8

 爆風は、起きない。目を薄く開ける。目に入ったのは伸ばされた右腕。それに纏われている炎を帯びた赤いエネルギーのようなものだった。


 腕輪の光は消えた。それでもエネルギーはそのまま右腕を覆っている。指先から肘付近まで。着ているジャージに影響は無いようだった。


 揺らめく炎。赤く、緩やかに流動するエネルギー。カッコいいじゃないか。自分の魔法であると贔屓目に見てもなかなかの魔法だ。



 小さくなっていく高揚感に反比例して疑問は湧き上がる。この魔法はどうやって使えばいいのだろう。エネルギーを爆発させて攻撃するのだろうかという考えも過ったが、それならばもう爆発しているだろう。


 爆発しろ、と念じてみたが何も起きない。どうもあの爆発はただ力の押さえ方が分からなかったことが原因なのかもしれない。


 単純に触れることでダメージを与えるのだろうか。ゆっくりとしゃがみ、床に触れた。ジュッと音がして掌の形に焦げ付く。だが、床も特殊な素材で作られているのか、焦げ跡は徐々に小さくなり、元通りになってしまった。



 魔法の解除はどうすればいい? その答えはすぐに頭に浮かんだ。エネルギーを発散するイメージで“感覚”に集中する。結果、腕に纏われたエネルギーはふっと消えてしまった。魔法を解除したことで、高揚感が消え、少し思考が冷静になったような気がする。


 なるほど、触れることで攻撃する魔法か。使い方が分かったところで、胸の中に靄が広がる感じがした。この魔法を他人に使ったらどうなってしまうのだろう――。先程は闇雲であったとはいえ、使ってしまったのだが。きっとただでは済まない。


 それでも生き残るには使わないといけない。自分は魔法を他人に向けられるだろうか。……やるしかないんだろうな。うん、やるしかない。脳内で再確認する度、少しだけ、広がった靄が払われていく気がする。



 ザザッという不快な音が耳を突いた。テレビの砂嵐の音のような、無線通信機器の接続時になるような雑音。突然のことで視界が揺らいだ。耳に手を当てて雑音を防ごうとするも、それは脳の中で響いているようで、一向に静まらない。


 聞きたいとも思わないような雑音なのだが、つい耳を傾けてしまう。ノイズが激しく聞き取りづらいが、どうも久炉に話しかけているらしい。途切れ途切れの消えそうな声に集中した。

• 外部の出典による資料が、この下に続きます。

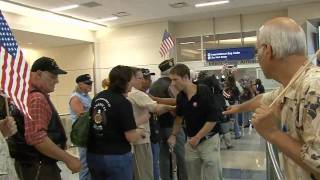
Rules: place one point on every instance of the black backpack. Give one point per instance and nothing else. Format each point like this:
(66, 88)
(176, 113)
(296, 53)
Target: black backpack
(218, 98)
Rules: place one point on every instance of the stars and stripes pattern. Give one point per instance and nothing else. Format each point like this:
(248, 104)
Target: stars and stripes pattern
(225, 94)
(166, 44)
(14, 70)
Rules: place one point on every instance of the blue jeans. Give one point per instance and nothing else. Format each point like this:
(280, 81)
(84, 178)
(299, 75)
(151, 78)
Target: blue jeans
(155, 154)
(84, 173)
(236, 126)
(110, 167)
(246, 118)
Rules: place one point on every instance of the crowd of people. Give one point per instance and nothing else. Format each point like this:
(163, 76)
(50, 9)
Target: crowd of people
(148, 131)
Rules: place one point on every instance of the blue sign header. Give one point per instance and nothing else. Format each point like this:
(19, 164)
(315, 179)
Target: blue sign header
(242, 53)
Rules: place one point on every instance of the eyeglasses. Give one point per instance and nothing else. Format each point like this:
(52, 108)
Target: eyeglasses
(88, 83)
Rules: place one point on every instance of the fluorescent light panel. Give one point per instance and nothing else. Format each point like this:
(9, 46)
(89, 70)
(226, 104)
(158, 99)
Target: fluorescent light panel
(187, 43)
(63, 8)
(29, 12)
(107, 19)
(213, 3)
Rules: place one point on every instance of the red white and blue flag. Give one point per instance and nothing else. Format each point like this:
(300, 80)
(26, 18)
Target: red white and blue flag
(166, 44)
(14, 70)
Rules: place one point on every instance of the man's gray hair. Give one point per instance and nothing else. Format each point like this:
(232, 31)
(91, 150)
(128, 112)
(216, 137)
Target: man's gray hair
(284, 40)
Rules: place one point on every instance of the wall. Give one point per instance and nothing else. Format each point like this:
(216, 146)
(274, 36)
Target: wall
(132, 46)
(76, 60)
(48, 27)
(302, 13)
(231, 24)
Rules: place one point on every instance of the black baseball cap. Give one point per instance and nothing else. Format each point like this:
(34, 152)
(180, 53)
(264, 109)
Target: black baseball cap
(146, 72)
(47, 64)
(85, 78)
(166, 65)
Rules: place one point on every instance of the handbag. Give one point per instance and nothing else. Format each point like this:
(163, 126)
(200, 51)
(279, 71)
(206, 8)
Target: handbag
(80, 130)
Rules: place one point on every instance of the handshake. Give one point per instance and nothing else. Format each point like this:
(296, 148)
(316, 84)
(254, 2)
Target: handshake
(8, 126)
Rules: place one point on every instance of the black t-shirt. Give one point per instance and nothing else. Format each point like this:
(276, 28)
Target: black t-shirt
(111, 116)
(160, 88)
(199, 110)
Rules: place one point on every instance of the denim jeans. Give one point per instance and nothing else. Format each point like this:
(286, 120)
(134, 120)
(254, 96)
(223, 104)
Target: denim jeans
(165, 155)
(110, 167)
(155, 154)
(84, 173)
(236, 126)
(246, 118)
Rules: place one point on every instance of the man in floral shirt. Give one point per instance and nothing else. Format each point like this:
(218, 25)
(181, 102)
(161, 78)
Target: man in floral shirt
(281, 46)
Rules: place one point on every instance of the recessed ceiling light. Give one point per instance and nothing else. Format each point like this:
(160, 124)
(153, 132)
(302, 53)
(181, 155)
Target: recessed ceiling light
(187, 43)
(63, 8)
(213, 3)
(107, 19)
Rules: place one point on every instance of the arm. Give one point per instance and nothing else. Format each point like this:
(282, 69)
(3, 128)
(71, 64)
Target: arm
(134, 135)
(250, 105)
(167, 101)
(292, 148)
(208, 126)
(142, 119)
(48, 148)
(76, 105)
(161, 109)
(304, 151)
(8, 127)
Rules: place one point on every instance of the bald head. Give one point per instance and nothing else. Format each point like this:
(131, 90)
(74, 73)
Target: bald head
(284, 35)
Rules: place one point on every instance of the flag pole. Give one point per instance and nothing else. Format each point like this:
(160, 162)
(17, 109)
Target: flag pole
(7, 105)
(6, 101)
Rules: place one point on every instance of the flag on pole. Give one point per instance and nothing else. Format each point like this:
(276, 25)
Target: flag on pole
(14, 70)
(166, 44)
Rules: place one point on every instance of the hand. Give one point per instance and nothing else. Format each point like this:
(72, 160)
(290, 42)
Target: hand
(264, 121)
(172, 141)
(194, 141)
(172, 110)
(141, 132)
(73, 164)
(232, 110)
(8, 126)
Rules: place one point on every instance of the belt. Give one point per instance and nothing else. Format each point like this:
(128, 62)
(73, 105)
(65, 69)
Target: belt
(208, 136)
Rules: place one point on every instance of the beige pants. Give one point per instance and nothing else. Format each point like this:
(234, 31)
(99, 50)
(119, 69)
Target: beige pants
(203, 162)
(142, 162)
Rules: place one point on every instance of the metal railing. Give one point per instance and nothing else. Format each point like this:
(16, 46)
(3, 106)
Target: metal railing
(274, 161)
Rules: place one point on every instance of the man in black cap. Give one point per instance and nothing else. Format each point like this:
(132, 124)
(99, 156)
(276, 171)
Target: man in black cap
(43, 140)
(79, 103)
(161, 89)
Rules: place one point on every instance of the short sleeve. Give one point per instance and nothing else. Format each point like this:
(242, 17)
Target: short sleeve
(179, 105)
(143, 100)
(310, 134)
(267, 98)
(126, 118)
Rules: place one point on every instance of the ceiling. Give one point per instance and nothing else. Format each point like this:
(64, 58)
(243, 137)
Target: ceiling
(35, 40)
(142, 11)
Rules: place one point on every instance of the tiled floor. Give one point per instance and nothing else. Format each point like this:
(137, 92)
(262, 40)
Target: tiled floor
(246, 161)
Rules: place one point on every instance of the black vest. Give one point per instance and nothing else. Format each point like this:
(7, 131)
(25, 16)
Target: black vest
(23, 152)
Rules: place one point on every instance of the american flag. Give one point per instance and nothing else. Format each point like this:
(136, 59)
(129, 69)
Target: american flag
(226, 95)
(14, 70)
(166, 44)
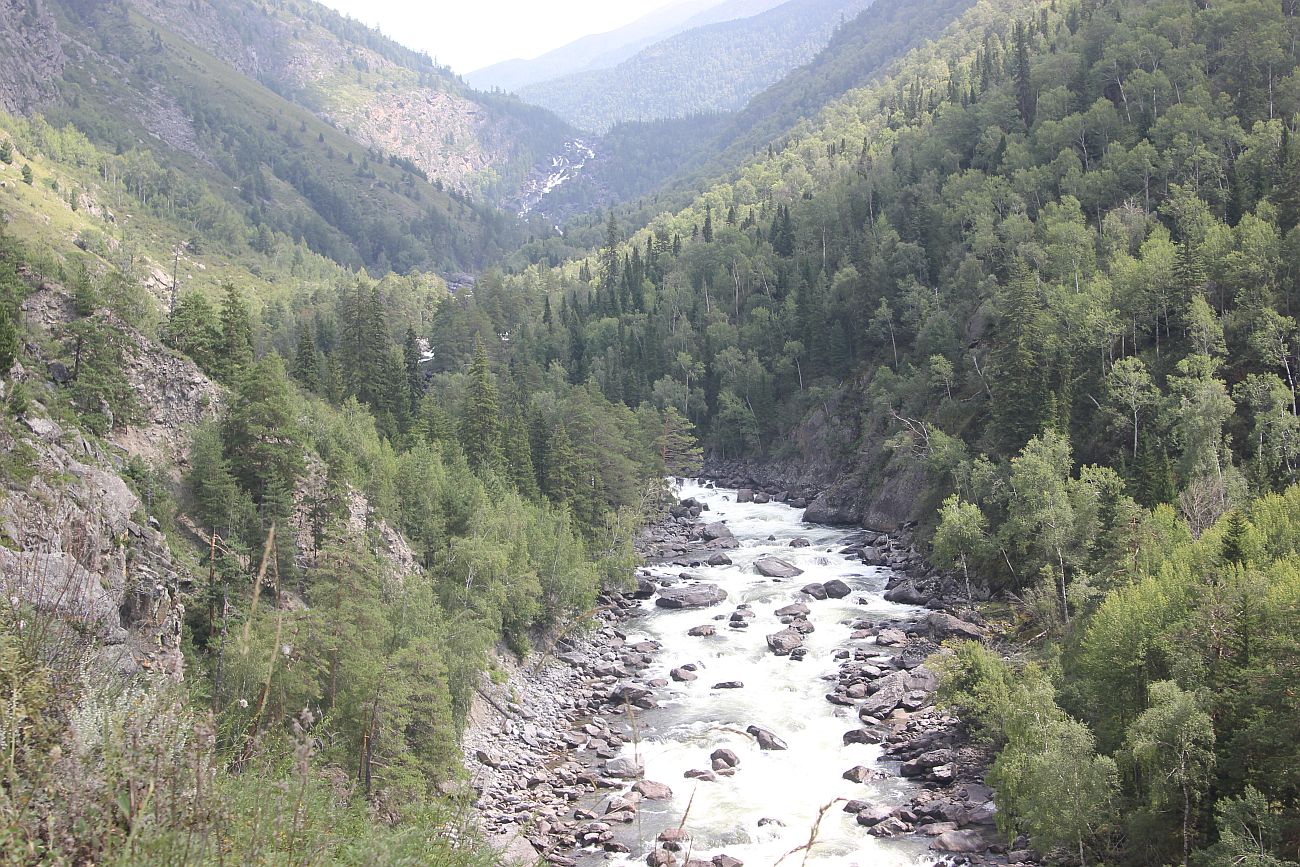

《僕、は、【炎天えんてん】、僕、は、魔法、そのもの、僕、は、【炎天】……》


 壊れた話す人形のように、同じ言葉を繰り返している。わかることは声の主は魔法に関する何かで、【炎天】という名前があるらしいことだけだ。



「【炎天】ねえ……」


「あんた何言ってんの」


 背後から突然聞こえた花火の声に肩を震わせる。いつの間に真後ろにいたんだ。訝しげな視線。確かにいきなり【炎天】などと日常生活で使わない単語を口にしてはそのような目で見られても文句は言えない。


「いや、何か変なノイズかかった声が聞こえてさ」


「……何も聞こえなかったけど?」


 事情を説明したが、彼女の視線は変わらず、信じてもらえなかった。確かに体験した本人しか分からないだろう。久炉が何度説明したところで花火は腑に落ちなかったようで表情は変わらない。


 花火は軽くため息をつくと、手振りで久炉に離れるように指示した。一瞬、意味がわからない事を言う奴は帰れという意味かと思ったが、どうやら彼女も練習を始めたいらしい。

 花火はどのような魔法を使うのだろう。湧き上がる好奇心を押さえつつ、部屋の隅に移動した。